The skull is made up of several plates with fibrous sutures between them. This allows the skull plates to slide over each other to ease the passage of the baby's head through the birth canal. Usually, the head becomes more symmetrical and better proportioned within 6 weeks of birth if the deforming forces are no longer present. However, the flattened area may not resolve if the baby's head continuously rests in the same position. This is particularly problematic if the baby has neck tightness at birth (torticollis).
Are there other causes of head shape deformities?
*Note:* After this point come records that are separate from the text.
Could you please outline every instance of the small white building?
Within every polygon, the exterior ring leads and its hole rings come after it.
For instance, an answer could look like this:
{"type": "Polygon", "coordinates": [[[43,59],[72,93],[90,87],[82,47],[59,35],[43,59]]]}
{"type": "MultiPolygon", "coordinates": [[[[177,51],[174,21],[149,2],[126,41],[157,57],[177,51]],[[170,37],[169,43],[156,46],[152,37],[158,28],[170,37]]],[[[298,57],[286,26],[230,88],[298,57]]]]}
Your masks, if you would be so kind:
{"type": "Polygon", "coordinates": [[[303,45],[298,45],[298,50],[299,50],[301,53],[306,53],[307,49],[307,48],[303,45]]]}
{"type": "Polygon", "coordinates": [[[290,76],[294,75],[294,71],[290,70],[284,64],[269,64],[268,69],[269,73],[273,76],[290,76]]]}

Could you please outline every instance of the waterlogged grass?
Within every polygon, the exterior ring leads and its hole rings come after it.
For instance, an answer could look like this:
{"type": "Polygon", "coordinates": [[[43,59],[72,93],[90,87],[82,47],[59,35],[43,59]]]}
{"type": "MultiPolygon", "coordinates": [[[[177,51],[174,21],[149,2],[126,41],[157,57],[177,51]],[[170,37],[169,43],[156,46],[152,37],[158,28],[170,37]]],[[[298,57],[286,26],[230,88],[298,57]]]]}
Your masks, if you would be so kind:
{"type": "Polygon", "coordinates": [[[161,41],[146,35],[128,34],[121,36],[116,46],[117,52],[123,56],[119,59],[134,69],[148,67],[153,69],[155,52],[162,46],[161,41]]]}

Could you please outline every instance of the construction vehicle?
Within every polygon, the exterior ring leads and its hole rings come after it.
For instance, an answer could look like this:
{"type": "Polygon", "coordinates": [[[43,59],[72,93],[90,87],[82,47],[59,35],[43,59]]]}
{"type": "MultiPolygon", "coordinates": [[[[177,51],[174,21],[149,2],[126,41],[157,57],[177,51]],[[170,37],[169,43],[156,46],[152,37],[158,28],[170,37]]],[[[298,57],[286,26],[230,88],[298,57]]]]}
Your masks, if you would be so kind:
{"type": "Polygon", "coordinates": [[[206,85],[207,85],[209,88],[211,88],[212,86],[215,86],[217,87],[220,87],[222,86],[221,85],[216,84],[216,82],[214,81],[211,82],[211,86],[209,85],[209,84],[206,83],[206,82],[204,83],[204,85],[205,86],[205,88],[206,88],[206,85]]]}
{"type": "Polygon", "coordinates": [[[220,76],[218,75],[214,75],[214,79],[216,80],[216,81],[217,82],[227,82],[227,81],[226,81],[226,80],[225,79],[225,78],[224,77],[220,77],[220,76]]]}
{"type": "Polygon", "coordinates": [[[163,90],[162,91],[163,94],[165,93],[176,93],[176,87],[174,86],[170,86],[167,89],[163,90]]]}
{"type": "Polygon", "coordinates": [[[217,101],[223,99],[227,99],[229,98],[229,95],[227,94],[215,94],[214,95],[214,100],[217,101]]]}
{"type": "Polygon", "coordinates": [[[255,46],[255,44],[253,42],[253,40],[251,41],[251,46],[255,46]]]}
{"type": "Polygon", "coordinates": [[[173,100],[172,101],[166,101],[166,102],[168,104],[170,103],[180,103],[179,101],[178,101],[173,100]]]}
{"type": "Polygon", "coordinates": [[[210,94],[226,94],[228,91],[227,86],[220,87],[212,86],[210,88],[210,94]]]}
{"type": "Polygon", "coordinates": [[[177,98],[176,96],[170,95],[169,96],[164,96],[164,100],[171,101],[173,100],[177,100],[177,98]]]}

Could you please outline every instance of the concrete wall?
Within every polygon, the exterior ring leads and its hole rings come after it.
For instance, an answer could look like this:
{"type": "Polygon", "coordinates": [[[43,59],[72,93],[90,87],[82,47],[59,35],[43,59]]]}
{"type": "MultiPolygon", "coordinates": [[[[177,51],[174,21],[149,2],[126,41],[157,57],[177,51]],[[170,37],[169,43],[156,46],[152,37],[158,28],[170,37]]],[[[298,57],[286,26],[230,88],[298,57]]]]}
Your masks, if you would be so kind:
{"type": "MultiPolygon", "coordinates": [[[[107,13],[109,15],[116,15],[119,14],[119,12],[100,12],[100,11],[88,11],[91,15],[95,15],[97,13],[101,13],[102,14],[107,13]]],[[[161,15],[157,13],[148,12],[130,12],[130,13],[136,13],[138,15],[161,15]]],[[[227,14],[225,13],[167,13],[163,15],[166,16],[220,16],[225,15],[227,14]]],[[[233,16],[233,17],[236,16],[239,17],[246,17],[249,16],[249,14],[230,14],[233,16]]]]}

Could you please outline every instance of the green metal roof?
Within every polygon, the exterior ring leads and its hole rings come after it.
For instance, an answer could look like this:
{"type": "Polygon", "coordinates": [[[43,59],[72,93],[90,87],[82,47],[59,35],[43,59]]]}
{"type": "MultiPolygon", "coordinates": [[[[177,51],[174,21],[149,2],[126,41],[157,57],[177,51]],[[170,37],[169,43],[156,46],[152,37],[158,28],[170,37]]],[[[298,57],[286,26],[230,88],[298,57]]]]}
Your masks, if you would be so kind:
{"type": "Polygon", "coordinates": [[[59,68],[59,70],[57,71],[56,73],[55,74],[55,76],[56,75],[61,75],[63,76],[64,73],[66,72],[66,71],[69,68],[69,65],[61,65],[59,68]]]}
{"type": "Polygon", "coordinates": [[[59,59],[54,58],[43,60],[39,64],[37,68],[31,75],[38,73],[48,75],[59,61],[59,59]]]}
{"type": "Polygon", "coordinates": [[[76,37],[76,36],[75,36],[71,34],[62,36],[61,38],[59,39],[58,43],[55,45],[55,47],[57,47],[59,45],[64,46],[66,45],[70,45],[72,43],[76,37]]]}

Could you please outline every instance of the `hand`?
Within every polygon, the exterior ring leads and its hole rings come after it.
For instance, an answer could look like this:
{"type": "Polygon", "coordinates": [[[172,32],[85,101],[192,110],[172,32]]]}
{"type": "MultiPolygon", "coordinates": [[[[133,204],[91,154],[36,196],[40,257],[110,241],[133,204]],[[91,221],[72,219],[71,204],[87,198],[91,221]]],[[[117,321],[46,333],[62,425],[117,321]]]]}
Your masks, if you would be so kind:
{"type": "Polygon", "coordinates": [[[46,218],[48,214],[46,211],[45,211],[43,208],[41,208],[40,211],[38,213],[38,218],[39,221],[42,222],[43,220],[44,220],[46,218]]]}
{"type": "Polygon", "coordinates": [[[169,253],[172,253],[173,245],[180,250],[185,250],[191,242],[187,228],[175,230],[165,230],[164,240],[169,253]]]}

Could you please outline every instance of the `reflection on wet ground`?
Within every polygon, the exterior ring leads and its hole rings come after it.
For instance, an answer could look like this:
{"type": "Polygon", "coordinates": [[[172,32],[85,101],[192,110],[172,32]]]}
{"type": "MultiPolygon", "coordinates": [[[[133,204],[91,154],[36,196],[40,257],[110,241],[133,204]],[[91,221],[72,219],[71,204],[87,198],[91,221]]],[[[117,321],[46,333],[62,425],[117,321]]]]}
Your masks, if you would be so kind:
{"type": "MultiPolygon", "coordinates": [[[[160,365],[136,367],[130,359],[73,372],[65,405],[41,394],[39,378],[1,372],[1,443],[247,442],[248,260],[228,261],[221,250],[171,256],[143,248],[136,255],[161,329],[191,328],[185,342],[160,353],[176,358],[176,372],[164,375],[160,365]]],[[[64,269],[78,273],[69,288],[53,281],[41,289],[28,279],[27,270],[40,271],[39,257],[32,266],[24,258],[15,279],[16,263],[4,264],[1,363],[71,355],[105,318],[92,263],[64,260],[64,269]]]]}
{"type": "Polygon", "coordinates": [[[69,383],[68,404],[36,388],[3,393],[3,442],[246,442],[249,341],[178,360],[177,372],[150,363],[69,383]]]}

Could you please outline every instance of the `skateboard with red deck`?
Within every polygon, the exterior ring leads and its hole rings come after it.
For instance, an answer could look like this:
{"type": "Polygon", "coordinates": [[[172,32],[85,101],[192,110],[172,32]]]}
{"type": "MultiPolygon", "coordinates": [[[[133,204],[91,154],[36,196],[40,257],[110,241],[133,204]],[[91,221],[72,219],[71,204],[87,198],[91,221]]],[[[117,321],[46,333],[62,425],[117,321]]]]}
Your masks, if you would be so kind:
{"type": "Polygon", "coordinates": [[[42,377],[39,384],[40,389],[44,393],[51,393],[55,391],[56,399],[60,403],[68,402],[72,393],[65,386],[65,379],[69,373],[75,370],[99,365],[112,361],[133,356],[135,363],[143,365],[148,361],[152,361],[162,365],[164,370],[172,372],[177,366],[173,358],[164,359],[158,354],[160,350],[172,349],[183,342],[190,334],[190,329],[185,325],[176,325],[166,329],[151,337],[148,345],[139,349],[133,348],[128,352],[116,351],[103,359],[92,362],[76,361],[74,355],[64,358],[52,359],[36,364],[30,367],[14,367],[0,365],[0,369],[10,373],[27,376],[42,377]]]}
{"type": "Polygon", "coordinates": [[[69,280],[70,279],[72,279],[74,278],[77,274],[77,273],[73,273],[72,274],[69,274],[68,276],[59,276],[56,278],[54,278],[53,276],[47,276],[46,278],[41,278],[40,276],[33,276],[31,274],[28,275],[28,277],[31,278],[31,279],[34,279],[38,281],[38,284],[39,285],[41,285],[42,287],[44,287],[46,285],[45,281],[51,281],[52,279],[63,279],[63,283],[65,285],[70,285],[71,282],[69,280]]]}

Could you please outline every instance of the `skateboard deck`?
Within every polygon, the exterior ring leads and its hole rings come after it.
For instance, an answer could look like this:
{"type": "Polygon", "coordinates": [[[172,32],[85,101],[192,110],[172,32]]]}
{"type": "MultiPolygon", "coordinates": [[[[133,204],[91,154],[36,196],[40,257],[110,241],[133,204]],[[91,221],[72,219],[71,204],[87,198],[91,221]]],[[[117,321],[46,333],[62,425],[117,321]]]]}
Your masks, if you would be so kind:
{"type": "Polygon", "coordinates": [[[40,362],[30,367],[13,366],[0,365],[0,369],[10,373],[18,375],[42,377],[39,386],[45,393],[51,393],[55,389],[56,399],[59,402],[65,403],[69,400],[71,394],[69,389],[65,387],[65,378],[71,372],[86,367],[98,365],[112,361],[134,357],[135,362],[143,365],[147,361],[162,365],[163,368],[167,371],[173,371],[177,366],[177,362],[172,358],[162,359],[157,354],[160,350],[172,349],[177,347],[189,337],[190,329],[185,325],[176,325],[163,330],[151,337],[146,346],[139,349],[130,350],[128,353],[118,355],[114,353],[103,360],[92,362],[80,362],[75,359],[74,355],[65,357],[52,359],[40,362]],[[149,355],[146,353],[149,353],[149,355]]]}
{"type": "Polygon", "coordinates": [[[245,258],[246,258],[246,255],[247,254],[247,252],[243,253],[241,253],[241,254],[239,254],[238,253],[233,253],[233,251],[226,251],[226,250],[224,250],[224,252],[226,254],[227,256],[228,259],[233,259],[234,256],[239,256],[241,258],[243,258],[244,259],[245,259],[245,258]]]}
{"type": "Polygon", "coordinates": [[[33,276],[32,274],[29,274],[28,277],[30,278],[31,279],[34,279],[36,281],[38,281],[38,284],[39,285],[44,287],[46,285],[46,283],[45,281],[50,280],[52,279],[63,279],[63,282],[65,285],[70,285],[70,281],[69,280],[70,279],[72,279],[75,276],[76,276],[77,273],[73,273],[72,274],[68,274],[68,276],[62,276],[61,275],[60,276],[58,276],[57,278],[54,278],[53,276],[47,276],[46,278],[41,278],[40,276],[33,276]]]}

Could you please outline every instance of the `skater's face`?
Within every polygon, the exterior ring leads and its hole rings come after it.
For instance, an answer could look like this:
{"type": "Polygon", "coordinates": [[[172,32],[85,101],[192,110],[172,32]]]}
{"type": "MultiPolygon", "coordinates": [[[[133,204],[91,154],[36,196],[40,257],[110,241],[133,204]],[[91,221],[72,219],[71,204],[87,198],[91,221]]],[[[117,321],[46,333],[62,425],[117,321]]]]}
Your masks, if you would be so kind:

Another leading cause of abnormal head shape in young babies is neck tightness caused by congenital muscular torticollis or neck trunk muscle imbalance. Torticollis is usually caused by an imbalance in the sternocleidomastoid and other neck muscles, which prevents the full range of motion in the neck. It is estimated that about 85% of the babies with deformational plagiocephaly also have some kind of neck issue.
Typically, the head of the baby with torticollis is tipped to one side and rotated to the opposite shoulder, causing the head to consistently rest in the same position. This constant pressure to the same side of the head causes flattening. Torticollis can also pull abnormally on the base of the skull and cause the ear on the same side of the flattening to be pushed forward. In severe cases, the forehead can also be pushed forward on the same side, the facial features including the eyes, cheeks, and the jaw may not be symmetrical.
Another postnatal cause of abnormal head shapes occurs when the back of the baby's head rests for prolonged periods of time against a hard surface like a car seat, bouncy chair, swing or push chair.
Before 1996, babies were put to sleep on their tummies, which varied the amount of force on the back of the head. Since the "reduce the risk" advice from the FSID (Foundation for the Study of Infants Death) as an effort to end the sudden infant death syndrome (SIDS), babies now spend all night on their backs until they are able to roll and reposition themselves.Unfortunately, the combination of the equipment we use to carry and position our babies during the day and placing them to sleep on their backs all night has led to an increase in head shape deformities. It is very encouraging that the incidence of SIDS has reduced by 40% following the introduction of "back to bed".
The best way to reduce the potential for the head shape problems is to increase the time your baby spends on his or her tummy during the day while awake and supervised.